Description: AI analyzes product roadmap, previous sprint outcomes, team capacity, and stakeholder priorities to automatically generate sprint goals. The system examines backlog items, business objectives, and team velocity to create focused sprint objectives without human input.

DevOps Phase: Plan

Current Pain Point: Product managers spend significant time crafting sprint goals that align with business priorities while being realistic for team capacity.

Spotify documented this problem: before implementing proper planning practices, teams had "little sense of how our day-to-day work fit into a larger quarterly picture" and product managers had "a difficult time knowing what could reasonably be expected to be delivered."

Success Scenario: AI generates clear, achievable sprint goals that perfectly balance business value with technical reality, freeing PMs to focus on longer-term strategy.

Failure Scenario: AI creates sprint goals that sound reasonable but are technically impossible, strategically misaligned, or miss critical dependencies, causing teams to work toward the wrong outcomes for entire sprints.

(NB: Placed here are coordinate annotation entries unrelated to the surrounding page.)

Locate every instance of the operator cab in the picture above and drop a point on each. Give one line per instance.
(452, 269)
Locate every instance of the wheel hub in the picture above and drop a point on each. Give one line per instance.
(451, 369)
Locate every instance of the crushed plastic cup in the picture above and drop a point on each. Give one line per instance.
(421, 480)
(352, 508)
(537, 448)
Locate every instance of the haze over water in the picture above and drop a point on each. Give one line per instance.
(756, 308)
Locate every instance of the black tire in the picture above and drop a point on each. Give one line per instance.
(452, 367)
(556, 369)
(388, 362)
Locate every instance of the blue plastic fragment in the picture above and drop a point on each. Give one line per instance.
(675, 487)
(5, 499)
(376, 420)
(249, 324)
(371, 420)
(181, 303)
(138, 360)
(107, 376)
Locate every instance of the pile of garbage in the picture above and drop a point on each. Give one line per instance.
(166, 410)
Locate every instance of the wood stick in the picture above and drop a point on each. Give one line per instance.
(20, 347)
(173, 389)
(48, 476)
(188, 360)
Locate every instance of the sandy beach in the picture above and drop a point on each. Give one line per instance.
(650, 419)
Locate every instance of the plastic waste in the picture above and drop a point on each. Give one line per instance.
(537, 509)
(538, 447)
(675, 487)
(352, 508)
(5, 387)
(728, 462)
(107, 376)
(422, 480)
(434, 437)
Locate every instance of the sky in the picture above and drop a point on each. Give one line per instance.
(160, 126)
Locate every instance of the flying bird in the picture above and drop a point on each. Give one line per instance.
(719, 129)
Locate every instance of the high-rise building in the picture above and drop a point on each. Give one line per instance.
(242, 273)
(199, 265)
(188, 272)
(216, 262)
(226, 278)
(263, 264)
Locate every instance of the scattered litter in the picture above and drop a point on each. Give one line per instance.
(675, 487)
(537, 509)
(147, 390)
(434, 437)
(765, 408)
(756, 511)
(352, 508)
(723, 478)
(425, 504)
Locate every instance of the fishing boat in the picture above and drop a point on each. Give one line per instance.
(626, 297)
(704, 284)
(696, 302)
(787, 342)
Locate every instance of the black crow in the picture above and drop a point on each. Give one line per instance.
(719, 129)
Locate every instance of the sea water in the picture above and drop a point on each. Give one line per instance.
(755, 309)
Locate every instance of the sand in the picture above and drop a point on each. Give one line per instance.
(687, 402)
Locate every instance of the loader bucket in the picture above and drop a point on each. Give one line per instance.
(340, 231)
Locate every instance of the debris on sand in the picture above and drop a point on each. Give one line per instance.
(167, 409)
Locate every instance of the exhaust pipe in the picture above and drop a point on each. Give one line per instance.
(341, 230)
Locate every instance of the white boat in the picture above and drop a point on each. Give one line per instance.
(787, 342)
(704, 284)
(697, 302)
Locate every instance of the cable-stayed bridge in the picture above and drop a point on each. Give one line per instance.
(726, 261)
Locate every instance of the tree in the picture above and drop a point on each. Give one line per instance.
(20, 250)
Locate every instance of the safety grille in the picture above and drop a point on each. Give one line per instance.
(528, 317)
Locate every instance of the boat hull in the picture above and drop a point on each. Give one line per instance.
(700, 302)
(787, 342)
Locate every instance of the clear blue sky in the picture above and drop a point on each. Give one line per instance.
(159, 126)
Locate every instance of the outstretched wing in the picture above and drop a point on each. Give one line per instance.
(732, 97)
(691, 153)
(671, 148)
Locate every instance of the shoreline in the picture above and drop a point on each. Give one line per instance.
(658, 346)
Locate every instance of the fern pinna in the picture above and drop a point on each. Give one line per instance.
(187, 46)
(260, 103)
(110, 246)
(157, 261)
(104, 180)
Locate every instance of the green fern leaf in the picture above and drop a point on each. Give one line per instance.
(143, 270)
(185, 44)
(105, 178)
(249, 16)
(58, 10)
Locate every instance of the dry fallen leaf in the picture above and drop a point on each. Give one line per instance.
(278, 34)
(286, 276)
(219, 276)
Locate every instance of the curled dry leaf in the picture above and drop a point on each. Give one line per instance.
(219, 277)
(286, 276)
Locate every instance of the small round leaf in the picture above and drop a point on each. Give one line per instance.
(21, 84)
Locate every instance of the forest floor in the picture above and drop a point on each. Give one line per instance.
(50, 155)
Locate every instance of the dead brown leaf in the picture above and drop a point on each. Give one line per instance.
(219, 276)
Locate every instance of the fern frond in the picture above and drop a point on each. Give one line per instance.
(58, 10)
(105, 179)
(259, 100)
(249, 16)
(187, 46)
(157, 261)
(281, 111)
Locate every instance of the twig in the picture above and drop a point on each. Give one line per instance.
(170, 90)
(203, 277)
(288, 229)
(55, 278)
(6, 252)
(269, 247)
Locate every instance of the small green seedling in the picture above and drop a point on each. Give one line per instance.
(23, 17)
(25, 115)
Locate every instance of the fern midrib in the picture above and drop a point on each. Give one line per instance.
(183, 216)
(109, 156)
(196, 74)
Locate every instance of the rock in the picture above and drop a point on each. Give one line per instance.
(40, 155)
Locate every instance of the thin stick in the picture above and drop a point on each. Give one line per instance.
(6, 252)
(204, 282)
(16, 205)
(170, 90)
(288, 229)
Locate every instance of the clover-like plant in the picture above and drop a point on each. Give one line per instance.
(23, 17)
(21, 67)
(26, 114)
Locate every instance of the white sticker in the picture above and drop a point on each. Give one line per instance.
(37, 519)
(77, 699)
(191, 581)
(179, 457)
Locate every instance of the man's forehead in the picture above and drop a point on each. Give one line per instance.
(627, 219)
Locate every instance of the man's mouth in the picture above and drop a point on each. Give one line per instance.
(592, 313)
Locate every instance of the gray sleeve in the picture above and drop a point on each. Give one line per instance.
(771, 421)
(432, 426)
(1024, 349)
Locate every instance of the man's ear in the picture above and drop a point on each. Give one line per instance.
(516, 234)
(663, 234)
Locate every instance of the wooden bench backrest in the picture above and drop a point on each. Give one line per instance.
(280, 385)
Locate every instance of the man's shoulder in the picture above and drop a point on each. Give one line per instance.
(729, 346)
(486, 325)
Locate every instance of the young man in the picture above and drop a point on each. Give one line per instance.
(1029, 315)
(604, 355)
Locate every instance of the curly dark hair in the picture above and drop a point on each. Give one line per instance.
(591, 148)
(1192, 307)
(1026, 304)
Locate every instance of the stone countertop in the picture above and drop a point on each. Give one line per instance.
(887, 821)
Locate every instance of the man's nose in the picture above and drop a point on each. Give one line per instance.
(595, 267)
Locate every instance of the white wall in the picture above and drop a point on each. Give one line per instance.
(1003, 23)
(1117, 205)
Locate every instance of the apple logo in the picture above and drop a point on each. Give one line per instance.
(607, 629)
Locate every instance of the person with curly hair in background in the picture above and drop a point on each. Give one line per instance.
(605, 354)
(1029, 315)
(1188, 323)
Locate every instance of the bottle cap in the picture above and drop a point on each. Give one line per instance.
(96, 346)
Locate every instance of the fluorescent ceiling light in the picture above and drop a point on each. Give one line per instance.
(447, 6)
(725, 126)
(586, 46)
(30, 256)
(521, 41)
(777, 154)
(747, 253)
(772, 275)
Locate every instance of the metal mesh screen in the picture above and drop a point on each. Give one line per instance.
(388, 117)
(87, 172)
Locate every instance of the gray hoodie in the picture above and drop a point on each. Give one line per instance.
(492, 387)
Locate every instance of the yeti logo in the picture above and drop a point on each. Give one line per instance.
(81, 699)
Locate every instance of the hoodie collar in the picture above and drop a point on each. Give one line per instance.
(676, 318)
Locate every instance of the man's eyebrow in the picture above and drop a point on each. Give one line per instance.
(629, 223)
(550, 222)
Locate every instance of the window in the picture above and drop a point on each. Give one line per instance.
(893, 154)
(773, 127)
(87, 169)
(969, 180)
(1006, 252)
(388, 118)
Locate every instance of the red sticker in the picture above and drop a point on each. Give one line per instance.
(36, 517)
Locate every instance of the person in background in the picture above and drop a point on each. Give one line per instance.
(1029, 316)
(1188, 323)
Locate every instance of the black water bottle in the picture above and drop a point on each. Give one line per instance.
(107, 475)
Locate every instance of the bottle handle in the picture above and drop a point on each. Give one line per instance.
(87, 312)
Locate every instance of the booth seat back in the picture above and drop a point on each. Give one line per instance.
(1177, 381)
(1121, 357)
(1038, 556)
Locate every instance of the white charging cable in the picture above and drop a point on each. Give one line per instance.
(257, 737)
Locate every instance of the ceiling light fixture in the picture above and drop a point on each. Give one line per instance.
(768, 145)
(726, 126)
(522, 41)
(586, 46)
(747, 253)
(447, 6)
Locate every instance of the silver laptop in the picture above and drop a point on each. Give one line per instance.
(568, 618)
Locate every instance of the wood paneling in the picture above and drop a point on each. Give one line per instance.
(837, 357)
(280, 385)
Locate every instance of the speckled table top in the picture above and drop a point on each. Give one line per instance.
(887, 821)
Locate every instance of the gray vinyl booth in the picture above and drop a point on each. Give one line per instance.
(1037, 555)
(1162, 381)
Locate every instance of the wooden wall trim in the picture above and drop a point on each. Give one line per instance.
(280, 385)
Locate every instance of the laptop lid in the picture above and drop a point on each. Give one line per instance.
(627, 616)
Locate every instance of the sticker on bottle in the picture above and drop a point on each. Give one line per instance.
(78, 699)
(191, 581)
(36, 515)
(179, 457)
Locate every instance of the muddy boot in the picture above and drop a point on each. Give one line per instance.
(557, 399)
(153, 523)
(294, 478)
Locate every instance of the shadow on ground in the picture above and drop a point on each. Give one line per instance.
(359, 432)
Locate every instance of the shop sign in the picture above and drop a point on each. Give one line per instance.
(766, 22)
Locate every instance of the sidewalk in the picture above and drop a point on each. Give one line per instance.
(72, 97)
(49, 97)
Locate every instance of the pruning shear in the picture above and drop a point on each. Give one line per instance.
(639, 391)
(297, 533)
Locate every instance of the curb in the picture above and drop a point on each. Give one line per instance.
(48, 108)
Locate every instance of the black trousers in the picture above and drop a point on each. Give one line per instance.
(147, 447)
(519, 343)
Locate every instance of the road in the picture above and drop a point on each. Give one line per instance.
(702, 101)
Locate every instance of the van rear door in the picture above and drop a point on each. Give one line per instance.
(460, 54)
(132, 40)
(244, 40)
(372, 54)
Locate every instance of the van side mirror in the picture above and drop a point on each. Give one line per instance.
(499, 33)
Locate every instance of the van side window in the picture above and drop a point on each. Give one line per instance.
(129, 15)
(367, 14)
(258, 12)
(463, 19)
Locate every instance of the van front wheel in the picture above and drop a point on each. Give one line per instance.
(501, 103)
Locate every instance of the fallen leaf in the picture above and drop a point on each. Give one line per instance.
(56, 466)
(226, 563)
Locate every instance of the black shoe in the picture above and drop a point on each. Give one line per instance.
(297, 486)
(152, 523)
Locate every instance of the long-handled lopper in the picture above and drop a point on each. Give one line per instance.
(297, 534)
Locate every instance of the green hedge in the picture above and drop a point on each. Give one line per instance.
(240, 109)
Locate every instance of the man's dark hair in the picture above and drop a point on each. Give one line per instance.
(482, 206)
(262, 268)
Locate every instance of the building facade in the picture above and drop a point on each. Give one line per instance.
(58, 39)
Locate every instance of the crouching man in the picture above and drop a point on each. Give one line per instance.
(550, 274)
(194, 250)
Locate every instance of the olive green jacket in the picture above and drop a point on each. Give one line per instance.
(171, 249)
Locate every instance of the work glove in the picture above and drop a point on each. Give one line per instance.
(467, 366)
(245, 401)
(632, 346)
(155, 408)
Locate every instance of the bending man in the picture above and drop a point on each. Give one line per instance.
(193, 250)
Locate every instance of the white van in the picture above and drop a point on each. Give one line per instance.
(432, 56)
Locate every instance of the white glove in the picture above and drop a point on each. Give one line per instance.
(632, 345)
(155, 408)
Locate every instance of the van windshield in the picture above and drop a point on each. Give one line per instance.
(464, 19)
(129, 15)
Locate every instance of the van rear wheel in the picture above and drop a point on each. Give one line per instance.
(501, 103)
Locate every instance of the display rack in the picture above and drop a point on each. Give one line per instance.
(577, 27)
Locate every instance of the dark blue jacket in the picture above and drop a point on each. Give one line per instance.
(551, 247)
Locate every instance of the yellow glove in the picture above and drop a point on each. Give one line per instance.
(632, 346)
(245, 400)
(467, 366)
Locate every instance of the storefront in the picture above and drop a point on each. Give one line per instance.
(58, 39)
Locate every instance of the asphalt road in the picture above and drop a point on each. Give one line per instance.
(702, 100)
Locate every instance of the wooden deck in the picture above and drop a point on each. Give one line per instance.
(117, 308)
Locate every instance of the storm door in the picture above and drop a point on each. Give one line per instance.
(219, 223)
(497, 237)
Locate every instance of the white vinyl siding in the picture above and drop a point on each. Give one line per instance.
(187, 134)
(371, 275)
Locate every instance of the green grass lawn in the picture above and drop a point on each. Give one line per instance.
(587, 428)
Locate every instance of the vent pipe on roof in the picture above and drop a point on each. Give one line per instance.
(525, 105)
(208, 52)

Knight Capital's case shows the extreme version: poor planning led to $440 million in losses in 45 minutes when their deployment process failed.

CAIR Evaluation

Value of Success: 4/5 - Saves PM time and potentially creates better-aligned goals
Perceived Risk: 5/5 - Wrong goals misdirect entire team for 2 weeks, affecting delivery and morale
Effort to Correct: 4/5 - Hard to detect until sprint is underway, requires mid-sprint replanning

CAIR Calculation: 4 ÷ (5 × 4) = 0.2

Use Case #2: Meeting Notes Summarization and Action Item Extraction

Description: AI listens to planning meetings and automatically generates summaries with extracted action items, decisions made, and next steps.

The system identifies who committed to what and creates trackable tasks from meeting discussions.

DevOps Phase: Plan

Current Pain Point: Someone needs to take detailed notes during planning meetings, which distracts from participation.

Action items get lost or unclear ownership leads to dropped commitments. Engineering managers already spend 17.9 hours per week in meetings (44.75% of their work time), leaving limited focus time for meaningful work.

Success Scenario: Perfect meeting summaries capture all decisions and action items with clear ownership, allowing everyone to fully participate in discussions.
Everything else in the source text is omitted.